Ce contraste entre perception et réalité, entre fiscalité moyenne et fiscalité marginale, crée un espace de confusion dans lequel la transmission est rarement anticipée. Or, mal préparée, elle devient mécaniquement coûteuse.
Une boîte à outils efficace
Si les droits de succession sont perçus comme un impôt écrasant, c’est aussi parce que les solutions pour les réduire restent largement méconnues. Pourtant, le droit français offre un ensemble d’outils qui, utilisés correctement, permettent d’optimiser de manière très significative une transmission. L’assurance vie en est la pierre angulaire : c’est le placement préféré des Français pour transmettre et le plus efficace. Les versements avant 70 ans bénéficient d’un abattement de 152 500 euros par bénéficiaire, hors succession, tandis que les versements après 70 ans relèvent d’un cadre plus resserré mais toujours avantageux.

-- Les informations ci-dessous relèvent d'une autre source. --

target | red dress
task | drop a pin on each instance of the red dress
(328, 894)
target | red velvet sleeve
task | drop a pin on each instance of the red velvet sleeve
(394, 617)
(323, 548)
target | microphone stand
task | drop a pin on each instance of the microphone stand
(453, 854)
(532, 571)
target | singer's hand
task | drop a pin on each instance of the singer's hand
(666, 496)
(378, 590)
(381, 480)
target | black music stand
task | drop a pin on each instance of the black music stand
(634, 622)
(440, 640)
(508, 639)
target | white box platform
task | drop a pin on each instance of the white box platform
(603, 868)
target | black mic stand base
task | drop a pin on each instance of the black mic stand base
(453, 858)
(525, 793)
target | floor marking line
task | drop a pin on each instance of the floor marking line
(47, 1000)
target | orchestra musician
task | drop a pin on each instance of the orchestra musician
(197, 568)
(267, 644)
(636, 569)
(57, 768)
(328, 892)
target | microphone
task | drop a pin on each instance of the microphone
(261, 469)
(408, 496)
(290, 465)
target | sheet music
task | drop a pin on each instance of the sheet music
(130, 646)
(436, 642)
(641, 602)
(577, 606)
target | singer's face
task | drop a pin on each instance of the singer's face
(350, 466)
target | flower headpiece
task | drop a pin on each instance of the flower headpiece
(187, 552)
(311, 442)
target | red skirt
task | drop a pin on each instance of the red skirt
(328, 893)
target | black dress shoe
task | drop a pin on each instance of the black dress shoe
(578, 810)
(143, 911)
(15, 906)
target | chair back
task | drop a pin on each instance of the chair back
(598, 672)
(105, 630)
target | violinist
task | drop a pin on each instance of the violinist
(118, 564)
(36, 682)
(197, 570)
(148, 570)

Viennent ensuite des dispositifs moins grand public mais tout aussi puissants : le contrat de capitalisation, qui conserve son antériorité fiscale et peut être transmis avec une intégration partielle dans l’actif successoral, ou encore le Plan d’Épargne Retraite (PER), dont l’épargne constituée peut sortir du champ successoral dans certaines configurations, notamment en cas de rente ou en fonction de l’âge du décès.
Des outils plus spécialisés existent également : les groupements forestiers, qui bénéficient d’abattements spécifiques et sont transmis dans des conditions avantageuses, ou les dispositifs permettant d’investir dans des actifs réels tout en optimisant les droits. Ces mécanismes restent souvent réservés aux investisseurs accompagnés, car ils supposent une bonne compréhension des règles et des risques associés.

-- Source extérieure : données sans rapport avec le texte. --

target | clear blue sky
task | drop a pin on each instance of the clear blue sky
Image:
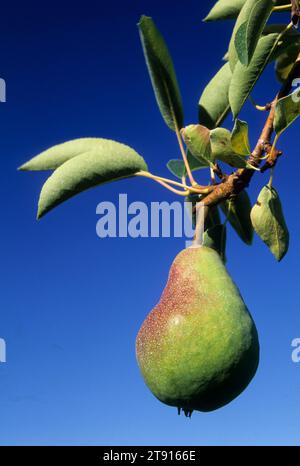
(71, 304)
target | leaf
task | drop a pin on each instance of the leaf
(240, 138)
(285, 63)
(287, 110)
(220, 139)
(108, 162)
(52, 158)
(197, 139)
(162, 73)
(254, 16)
(214, 102)
(225, 9)
(230, 9)
(244, 78)
(269, 223)
(238, 212)
(215, 238)
(177, 167)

Mais la transmission ne se joue pas uniquement dans la nature des supports. Elle se prépare aussi dans la structuration du patrimoine. Les donations du vivant, qu’elles soient en pleine propriété ou assorties d’un démembrement, offrent une grande souplesse. Le démembrement, en particulier, permet de transmettre la nue-propriété tout en conservant l’usufruit, ce qui réduit très fortement la base taxable. Dans bien des cas, il permet d’anticiper progressivement la transmission sans pénaliser les revenus du donateur.
Au-delà des outils, c’est la stratégie globale qui compte : étaler les transmissions dans le temps, calibrer les abattements, répartir intelligemment les bénéficiaires, combiner assurance vie, capitalisation et donations. « Bien préparée et conseillée, une succession peut éviter l’essentiel des droits de succession », rappelle Patrick Thiberge. Le problème n’est donc pas l’impôt mais l’absence d’accompagnement.
Le débat public continue de focaliser sur le niveau des droits de succession. Pourtant, l’enjeu majeur est ailleurs : dans l’extrême hétérogénéité des situations et dans la méconnaissance des leviers de transmission. Avec un minimum d’anticipation, les familles peuvent considérablement réduire la pression fiscale. Encore faut-il savoir que ces solutions existent.